This works fine for getting the list of people that user follows but now we are faced with a new problem - we don't know who follows them. Instead, we could use the GetLinksByTarget RPC, although I am unsure on whether Hubs will store this data properly in the future as they are keyed based on inserting LinkAdd/LinkRemoves, which may not be used via the LinkCompactStateBody messages and lead to new hubs having incomplete data in the future(?). Either way, it probably pays to just iterate every fid to get all their data anyway, arriving at a reduced state of the network we care about, such as links, reactions, casts, etc.

Implementing a crude follow index

Since we are already iterating through every known fid, we could just as easily add some other query information in there as we go. Picture the following flow: Get the total fid count N from our hub, then from fid i in 1 to N we would simply query that fid's follow list, add it to some database or however we want to store it, and while we're at it we could get the current user profile information (from before) alongside their follow list. After iterating through every fid we should have the current state of the network mapped to show everyone's follows and their profile information and give us insights like who is the most popular user or even build up some social score metrics by weighting the followers based on some other value. We could imagine a follow by a user who is also followed by a lot of other users is weighted higher than a follow by a fresh account for example.

The Virgin LinkBody vs the Chad LinkCompactStateBody

It's probably worth exploring the actual messages and how Hubs communicate them between each other and what it means for a consumer to receive certain types of follows, as recently the link compact messages threw me for a loop and might not be intuitive to understand compared to the normal link add / remove message types:

MessageData is a protobuf 'message' or type which contains a MessageType, the fid sending it, the timestamp they sent it (in seconds from Farcaster epoch, which is different to unix epoch), and a body which can be one of a few different types.

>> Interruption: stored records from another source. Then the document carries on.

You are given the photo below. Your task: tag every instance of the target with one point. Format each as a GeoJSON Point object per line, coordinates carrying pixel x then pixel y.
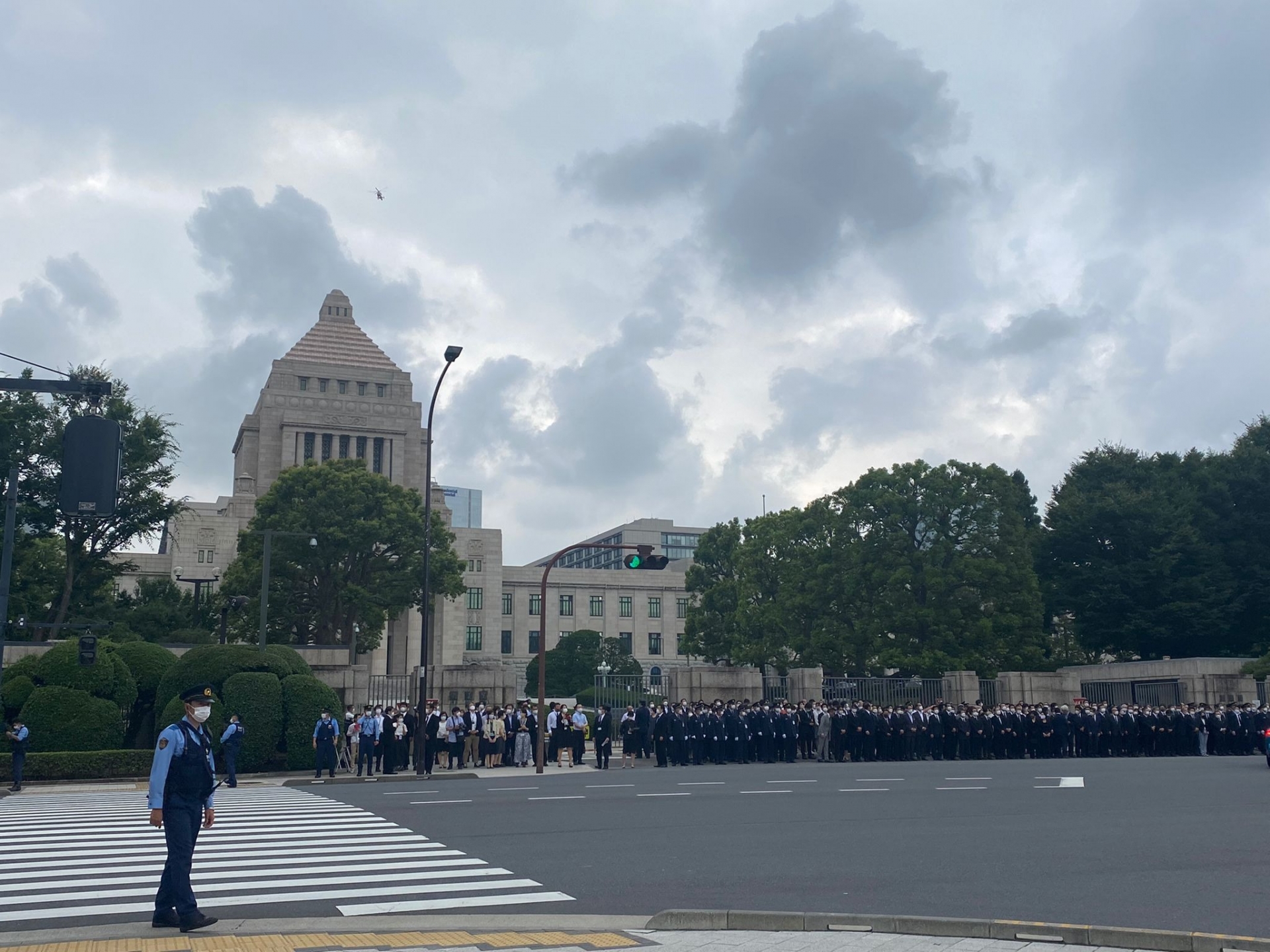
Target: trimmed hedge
{"type": "Point", "coordinates": [175, 710]}
{"type": "Point", "coordinates": [80, 766]}
{"type": "Point", "coordinates": [290, 656]}
{"type": "Point", "coordinates": [302, 701]}
{"type": "Point", "coordinates": [215, 664]}
{"type": "Point", "coordinates": [149, 663]}
{"type": "Point", "coordinates": [15, 694]}
{"type": "Point", "coordinates": [65, 719]}
{"type": "Point", "coordinates": [255, 697]}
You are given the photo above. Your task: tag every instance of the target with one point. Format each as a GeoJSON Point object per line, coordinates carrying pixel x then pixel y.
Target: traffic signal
{"type": "Point", "coordinates": [644, 559]}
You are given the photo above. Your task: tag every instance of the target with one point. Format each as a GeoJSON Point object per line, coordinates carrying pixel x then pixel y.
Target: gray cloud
{"type": "Point", "coordinates": [833, 143]}
{"type": "Point", "coordinates": [60, 317]}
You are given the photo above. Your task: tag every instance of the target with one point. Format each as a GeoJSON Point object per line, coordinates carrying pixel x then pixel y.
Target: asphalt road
{"type": "Point", "coordinates": [1158, 843]}
{"type": "Point", "coordinates": [1173, 843]}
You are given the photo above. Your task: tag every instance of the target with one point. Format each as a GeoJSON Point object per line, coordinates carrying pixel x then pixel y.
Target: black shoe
{"type": "Point", "coordinates": [189, 923]}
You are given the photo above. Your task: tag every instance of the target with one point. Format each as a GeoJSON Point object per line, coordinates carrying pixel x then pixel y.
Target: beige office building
{"type": "Point", "coordinates": [337, 395]}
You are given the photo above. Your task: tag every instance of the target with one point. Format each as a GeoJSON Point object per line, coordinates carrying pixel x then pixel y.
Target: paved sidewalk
{"type": "Point", "coordinates": [224, 938]}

The body types can have their own that make sense, for example a ReactionBody might have the target cast or URL(?) the user is reacting to, a LinkBody has the target_fid that the link add/remove is relevant to.

  /**
 * A MessageData object contains properties common to all messages and wraps a body object which
 * contains properties specific to the MessageType.
 */
message MessageData {
  MessageType type = 1; // Type of message contained in the body
  uint64 fid = 2; // Farcaster ID of the user producing the message
  uint32 timestamp = 3; // Farcaster epoch timestamp in seconds
  FarcasterNetwork network = 4; // Farcaster network the message is intended for
  oneof body {
    UserDataBody user_data_body = 12;
    LinkBody link_body = 14;
    /* other message body types etc ... */
    // Compaction messages
    LinkCompactStateBody link_compact_state_body = 17;
  } // Properties specific to the MessageType
}

Keen-eyed readers will notice the LinkCompactStateBody type, which was recently added as part of the FIP-15 Link Defragmentation improvement discussion. Essentially this new message should be handled differently by both Hubs and applications consuming hub messages. The improvement took a little bit of re-reading to understand but the crux of the problem this improvement addresses is that users have only a limited number of messages that hubs can store and are pruned once the user's storage limits are exceeded for that message type. As a refresher, you can check out the Farcaster protocol architecture for how storage works and the limits for each type of data.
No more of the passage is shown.